The ramifications of the shutdown have had a ripple effect through Hollywood, as crew members have suddenly found themselves out of a job.
“I moved all the way here from a backwater town in Tennessee to pursue my dream of working in movies, and I worked every shitty job I could find before landing what I thought was the entry-level gig of a lifetime. That is, until the ‘aliens’ arrived,” said PA Tom Chambers. “I thought I’d be doing stuff like grabbing coffee orders or picking up dry cleaning, not running to Home Depot for materials to build battle armor for my mom’s celebrity crush. My question is, will he still be doing his own stunts when he’s trying to stab space invaders with a trowel tied to a PVC pipe?”
The Church of Scientology attempted to quash rumors that the almost billion-dollar production has been single-handedly shut down by their biggest star.
“Tom is one of the greatest actors of this or any generation, and his dedication to his craft goes beyond method acting.
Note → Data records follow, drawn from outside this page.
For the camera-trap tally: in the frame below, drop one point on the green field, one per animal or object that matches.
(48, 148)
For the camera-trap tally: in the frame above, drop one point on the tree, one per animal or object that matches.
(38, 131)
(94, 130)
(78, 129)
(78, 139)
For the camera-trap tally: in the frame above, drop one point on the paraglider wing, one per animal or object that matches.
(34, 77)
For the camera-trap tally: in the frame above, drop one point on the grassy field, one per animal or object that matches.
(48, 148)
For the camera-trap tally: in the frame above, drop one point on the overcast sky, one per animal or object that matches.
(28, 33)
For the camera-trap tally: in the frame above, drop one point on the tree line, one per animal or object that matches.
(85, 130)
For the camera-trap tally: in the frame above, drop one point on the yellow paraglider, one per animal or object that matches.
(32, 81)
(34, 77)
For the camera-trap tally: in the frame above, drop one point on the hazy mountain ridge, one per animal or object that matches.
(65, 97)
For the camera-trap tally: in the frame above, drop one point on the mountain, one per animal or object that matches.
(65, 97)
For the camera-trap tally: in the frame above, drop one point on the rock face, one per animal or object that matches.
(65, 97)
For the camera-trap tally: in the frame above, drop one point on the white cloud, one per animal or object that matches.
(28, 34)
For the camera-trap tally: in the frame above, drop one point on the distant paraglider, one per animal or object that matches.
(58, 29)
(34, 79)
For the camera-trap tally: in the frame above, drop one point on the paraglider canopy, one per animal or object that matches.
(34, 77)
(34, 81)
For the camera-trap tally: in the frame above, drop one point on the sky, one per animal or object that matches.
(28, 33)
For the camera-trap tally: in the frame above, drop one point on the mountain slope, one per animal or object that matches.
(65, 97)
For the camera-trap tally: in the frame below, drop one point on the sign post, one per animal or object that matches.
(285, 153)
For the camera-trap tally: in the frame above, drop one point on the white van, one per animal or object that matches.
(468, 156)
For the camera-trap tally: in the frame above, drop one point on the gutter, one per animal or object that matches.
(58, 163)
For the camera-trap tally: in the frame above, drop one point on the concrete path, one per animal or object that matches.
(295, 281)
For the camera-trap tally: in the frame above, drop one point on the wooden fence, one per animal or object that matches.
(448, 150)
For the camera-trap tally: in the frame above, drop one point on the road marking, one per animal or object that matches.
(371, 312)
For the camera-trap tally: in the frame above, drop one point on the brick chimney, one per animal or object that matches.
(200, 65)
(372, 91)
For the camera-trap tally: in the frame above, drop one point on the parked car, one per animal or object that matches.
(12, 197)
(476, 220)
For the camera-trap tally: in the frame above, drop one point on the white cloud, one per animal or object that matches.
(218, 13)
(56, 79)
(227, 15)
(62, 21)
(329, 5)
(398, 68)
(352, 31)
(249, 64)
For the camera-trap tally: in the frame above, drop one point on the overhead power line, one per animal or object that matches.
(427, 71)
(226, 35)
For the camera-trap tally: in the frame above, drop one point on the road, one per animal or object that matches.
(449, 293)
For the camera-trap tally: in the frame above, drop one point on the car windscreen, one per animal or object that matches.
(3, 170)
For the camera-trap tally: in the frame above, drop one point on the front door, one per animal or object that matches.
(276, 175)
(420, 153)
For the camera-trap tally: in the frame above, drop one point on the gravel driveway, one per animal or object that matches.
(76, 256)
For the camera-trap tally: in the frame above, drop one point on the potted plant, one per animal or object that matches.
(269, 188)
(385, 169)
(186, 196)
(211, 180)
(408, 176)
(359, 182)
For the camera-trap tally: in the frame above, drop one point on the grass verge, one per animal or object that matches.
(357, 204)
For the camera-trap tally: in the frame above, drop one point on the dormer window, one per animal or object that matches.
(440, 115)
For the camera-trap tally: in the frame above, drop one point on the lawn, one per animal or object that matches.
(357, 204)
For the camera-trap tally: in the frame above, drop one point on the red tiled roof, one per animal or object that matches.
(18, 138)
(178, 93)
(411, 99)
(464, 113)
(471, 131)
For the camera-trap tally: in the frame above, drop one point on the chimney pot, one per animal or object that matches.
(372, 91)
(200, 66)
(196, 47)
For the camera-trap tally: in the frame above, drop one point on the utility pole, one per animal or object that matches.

The films are on a temporary pause so that he can prepare his body for the grueling 12 hours scenes which will happen to take place in the exosphere above an active volcano,” said church spokesperson Michelle Dennings while loading a rifle. “We do not foresee this as a long-term setback, as even the definitely hypothetical report of a certain out-of-this-world, genocidal warlord escaping from his secret mountain prison shouldn’t impede production of several future projects.”
As of press time, Paramount immediately restarted production of the films after replacing Cruise with the much more expendable John Travolta.